Trop violent pour de la pop, trop doux pour du rock, la musique de Springhouse est une bulle à part, probablement le seul moyen pour les membres du groupe d’échapper aux contraintes d’une industrie musicale qu’ils jugent hypocrite. Jack Rabid admet ne pas faire comme tout le monde : « C’est sûr que comparé à la plupart des américains qui écoutent 90% d’albums américains et 10% d’albums anglais, nous, on est plutôt 50/50 »[vii]. De toute manière, ils ne se reconnaissent pas dans les groupes issus comme eux du sérail indépendant : « L’underground a été tellement élitiste pendant si longtemps que ça défend n’importe quoi plutôt que ce qui est vraiment bon. En ce sens, c’est désormais un désert parce que plus personne ne se souvient du peu qu’ils ont produits. Jouer dans un groupe ça serait contreproductif pour moi »[viii]. Mitch de surenchérir : « La première fois qu’émerge l’underground, c’est l’histoire en marche. La deuxième fois, c’est de la merde »[ix].
C’est donc passé sous des tonnes d’effets (c’est à peine si on distingue la mandoline et les violons sous les saturations du magnifique et poignant « Worthless ») que leurs poèmes se font les plus éloquents.
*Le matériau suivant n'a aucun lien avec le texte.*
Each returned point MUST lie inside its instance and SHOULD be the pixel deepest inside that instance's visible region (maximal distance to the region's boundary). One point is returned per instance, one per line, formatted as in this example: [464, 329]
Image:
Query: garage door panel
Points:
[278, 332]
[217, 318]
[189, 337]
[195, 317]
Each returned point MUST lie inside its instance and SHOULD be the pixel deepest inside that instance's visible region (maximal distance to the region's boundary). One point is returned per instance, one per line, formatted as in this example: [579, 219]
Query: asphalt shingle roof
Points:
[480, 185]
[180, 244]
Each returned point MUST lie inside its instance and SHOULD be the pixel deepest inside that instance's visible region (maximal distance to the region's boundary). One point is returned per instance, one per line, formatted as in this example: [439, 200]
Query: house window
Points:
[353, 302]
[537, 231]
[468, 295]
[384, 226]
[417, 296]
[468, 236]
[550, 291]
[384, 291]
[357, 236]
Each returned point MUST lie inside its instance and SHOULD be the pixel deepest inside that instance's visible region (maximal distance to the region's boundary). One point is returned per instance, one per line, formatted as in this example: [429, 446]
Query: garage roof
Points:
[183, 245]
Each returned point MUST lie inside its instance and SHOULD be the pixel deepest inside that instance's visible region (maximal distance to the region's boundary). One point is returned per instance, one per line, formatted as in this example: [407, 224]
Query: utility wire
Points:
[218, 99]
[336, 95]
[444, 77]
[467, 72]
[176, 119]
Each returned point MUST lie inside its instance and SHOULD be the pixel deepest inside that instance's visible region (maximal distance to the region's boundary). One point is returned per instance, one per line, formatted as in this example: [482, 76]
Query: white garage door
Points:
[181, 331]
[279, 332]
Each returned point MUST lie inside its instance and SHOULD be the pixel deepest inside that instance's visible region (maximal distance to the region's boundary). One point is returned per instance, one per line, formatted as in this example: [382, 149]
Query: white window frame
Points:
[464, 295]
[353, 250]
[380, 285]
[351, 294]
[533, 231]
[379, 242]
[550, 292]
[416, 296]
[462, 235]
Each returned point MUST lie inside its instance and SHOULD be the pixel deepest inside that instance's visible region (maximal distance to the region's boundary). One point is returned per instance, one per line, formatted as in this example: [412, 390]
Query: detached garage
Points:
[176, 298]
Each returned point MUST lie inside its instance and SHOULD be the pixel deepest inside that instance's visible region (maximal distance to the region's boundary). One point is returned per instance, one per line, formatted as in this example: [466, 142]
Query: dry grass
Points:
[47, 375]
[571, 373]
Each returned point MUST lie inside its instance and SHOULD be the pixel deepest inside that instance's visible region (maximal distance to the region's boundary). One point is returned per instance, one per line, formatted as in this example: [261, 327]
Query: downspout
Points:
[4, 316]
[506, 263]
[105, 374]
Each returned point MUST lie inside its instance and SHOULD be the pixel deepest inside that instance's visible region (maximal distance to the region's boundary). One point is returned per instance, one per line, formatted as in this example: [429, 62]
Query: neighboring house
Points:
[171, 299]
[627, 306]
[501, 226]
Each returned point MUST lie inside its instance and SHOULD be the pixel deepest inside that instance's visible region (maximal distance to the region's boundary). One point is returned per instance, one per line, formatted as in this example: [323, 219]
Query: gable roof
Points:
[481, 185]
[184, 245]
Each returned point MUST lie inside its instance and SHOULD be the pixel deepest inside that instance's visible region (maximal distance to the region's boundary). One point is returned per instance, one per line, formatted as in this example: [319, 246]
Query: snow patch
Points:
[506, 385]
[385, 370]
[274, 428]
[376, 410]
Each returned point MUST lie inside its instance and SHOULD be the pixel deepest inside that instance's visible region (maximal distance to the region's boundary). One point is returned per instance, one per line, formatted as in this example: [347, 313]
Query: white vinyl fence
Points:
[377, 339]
Une sorte d’exutoire émotif (parfois Mitch semble y mettre toutes ses tripes, à défaut d’avoir une voix parfaitement assurée) pour démultiplier ses états d’âmes. Le single « All About Me » ou « Misjudgment » sont peut-être robustes, elles n’en demeurent pas moins des chansons qui explorent les amours perdus, l’enfance, les souvenirs et les doutes existentiels, bref toute une facette plus fragile, avec ces petites guitares sèches, ces chœurs doublées et ces mélodies enchanteresses. Springhouse met tout ce bouillonnement intérieur en musique, se libérant d’un certain musellement, presque jusqu’à déborder par maladresse.



[i] Jack Rabit cité par R. M. sur East Coast Rocker, 7 avril 1993, [en ligne] http://tripalot.com/springhouse/interviews/
[ii] Idem
[iii] Interview de Jack Rabit par Danny Lackey, sur When the sun hits, 9 décembre 2010, [en ligne] http://whenthesunhitsblog.blogspot.fr/2010/12/interview-conversation-with-jack-rabid.html
[iv] Interview de Mitch Friedland par John Clarkson sur Pennyblackmusic, 11 janvier 2009, [en ligne] http://www.pennyblackmusic.co.uk/MagSitePages/Article/4955/Springhouse
[v] Mitch Friendland cité par Kevin Linehand, sur Mixx Magazine, mai 1993, [en ligne] http://tripalot.com/springhouse/interviews/
[vi] Interview de Mitch Friedland par John Clarkson, op. cit.
[vii] Interview de Jack Rabid par John Clarkson, op. cit.
[viii] Jack Rabit cité par Joe S. Harrington, sur New Route Magazine, 1991, [en ligne] http://tripalot.com/springhouse/interviews/#new_route_magazine_1991
[ix] Mitch Friedland cité par Joe S. Harrington, op. cit.